Really good observations - I suspect that the 16" MBPs may be in the 2% though.

Plus, given use of Rosetta 2 they probably need 2x or more improvement over existing models to be viable for existing x86 software. Interesting to speculate what the M chip in the 16" will look like - convert efficency cores to performance cores?

013a · on Nov 10, 2020

My guess is that they'd still keep the efficiency cores around, but provide more performance cores. So likely a 12 or 16 core processor, with 4 or 6 of those dedicated to efficiency cores.

The M1 supposedly has a 10w TDP (at least in the MBA; it may be speced higher in the MBP13). If that's the case, there's a ton of power envelope headroom to scale to more cores, given the i9 9980HK in the current MBP16 is speced at 45 watts.

I'm very scared of this architecture once it gets up to Mac Pro levels of power envelope. If it doesn't scale, then it doesn't scale, but assuming it does this is so far beyond Xeon/Zen 3 performance it'd be unfair to even compare them.

This is the effect of focusing first on efficiency, not raw power. Intel and AMD never did this; its why they lost horribly in mobile. Their bread and butter is desktops and servers, where it doesn't matter. But, long term, it does; higher efficiency means you can pack more transistors into the same die without melting them. And its far easier to scale a 10 watt chip up to use 50 watts than it is to do the opposite.

klelatti · on Nov 10, 2020

I'm old enough to remember the MacBook Pro intro (seems a long time ago!) when Steve Jobs said it's all about performance per watt.

My only worry about the systems with more cores (Mac Pro etc) are about the economics for Apple of making these chips in such small volume.

PS Interesting that from Anandtech the M1 has a smaller die area than the i5/i7 in the Intel Airs so plenty of room for more cores!

imtringued · on Nov 10, 2020

>This is the effect of focusing first on efficiency, not raw power. Intel and AMD never did this; its why they lost horribly in mobile.

If you want a more efficient processor you can just reduce the frequency. You can't do that in the other direction. If your processor wasn't designed for 4Ghz+ then you can't clock it that high, so the real challenge is making the highest clocked CPU. AMD and Intel care a lot about efficiency and they use efficiency improvements to increase clock speeds and add more cores just like everyone else. What you are talking about is like semiconductor 101. It's so obvious nobody has to talk about it. If you think this is a competitive edge then you should read up more about this industry.
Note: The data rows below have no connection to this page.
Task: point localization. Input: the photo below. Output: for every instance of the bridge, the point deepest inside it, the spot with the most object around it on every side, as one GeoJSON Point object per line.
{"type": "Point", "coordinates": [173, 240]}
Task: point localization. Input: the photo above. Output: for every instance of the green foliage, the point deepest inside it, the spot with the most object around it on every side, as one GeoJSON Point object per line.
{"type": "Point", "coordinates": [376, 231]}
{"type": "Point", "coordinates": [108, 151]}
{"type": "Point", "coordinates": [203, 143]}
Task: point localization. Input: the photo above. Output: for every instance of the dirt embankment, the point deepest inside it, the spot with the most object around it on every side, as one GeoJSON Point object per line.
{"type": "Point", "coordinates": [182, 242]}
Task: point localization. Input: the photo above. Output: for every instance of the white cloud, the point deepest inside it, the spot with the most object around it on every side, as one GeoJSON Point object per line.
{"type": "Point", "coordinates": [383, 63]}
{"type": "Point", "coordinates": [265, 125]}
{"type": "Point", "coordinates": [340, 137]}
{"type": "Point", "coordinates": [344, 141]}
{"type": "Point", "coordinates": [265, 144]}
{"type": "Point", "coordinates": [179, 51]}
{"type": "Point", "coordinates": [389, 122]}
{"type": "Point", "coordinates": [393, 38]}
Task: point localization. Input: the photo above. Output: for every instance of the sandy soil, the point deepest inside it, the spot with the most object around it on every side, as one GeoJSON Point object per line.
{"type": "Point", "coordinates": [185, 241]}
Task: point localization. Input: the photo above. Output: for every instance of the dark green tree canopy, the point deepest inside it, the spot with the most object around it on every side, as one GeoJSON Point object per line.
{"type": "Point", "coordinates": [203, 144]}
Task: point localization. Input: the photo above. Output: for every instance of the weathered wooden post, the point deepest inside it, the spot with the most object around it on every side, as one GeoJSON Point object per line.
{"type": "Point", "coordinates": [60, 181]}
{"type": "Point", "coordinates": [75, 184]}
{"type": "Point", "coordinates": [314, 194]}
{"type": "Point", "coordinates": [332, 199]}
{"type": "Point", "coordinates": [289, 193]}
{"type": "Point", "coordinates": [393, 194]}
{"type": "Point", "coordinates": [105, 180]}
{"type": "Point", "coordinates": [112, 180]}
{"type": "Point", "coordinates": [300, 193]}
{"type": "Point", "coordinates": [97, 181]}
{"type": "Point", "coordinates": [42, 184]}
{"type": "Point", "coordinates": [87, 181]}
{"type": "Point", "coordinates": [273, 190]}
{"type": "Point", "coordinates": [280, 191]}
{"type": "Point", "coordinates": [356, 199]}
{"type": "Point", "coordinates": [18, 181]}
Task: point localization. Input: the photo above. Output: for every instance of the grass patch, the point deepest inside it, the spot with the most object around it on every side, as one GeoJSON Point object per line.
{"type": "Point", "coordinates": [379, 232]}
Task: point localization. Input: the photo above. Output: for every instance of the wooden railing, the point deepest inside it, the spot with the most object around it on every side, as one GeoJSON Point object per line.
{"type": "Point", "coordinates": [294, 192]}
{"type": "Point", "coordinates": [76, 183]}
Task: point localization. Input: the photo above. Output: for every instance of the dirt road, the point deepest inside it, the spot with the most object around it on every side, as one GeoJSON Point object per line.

>Their bread and butter is desktops and servers, where it doesn't matter.

Efficiency matters a lot in the server and desktop market. Higher efficiency means more cores and a higher frequency.

>But, long term, it does; higher efficiency means you can pack more transistors into the same die without melting them.

No shit? Semiconductor 101??

>And its far easier to scale a 10 watt chip up to use 50 watts than it is to do the opposite.

You mean... like those 64 core EPYC server processors that AMD has been producing for years...? Aren't you lacking a little in imagination?

saagarjha · on Nov 11, 2020

Have no considered being less snarky as you careen your way through that comment without really understanding any of it? The efficiency cores on Apple’s processors perform tasks that the main, more power hungry processors aren’t necessary for, which a profoundly different situation from a typical server that is plugged in and typically run with capacity all the time. Honestly, besides being against the rules, the swipes you make against the commenter “not knowing about the industry” are just shocking to see considering how much you missed the point that was being made.

stjohnswarts · on Nov 11, 2020

Without actual real world performance tests from neutral 3rd parties all that really really need to be taken with a grain of salt. Never trust the maker of a product, test for yourself or watch for neutral reviewing parties who don't have a financial incentive.

Spooky23 · on Nov 11, 2020

Remember that the Intel CPUs have shitty thermals. 1.4 GHz with turbo up to 4, etc.

Smacking that with single cores on a 5nm process is probably pretty easy.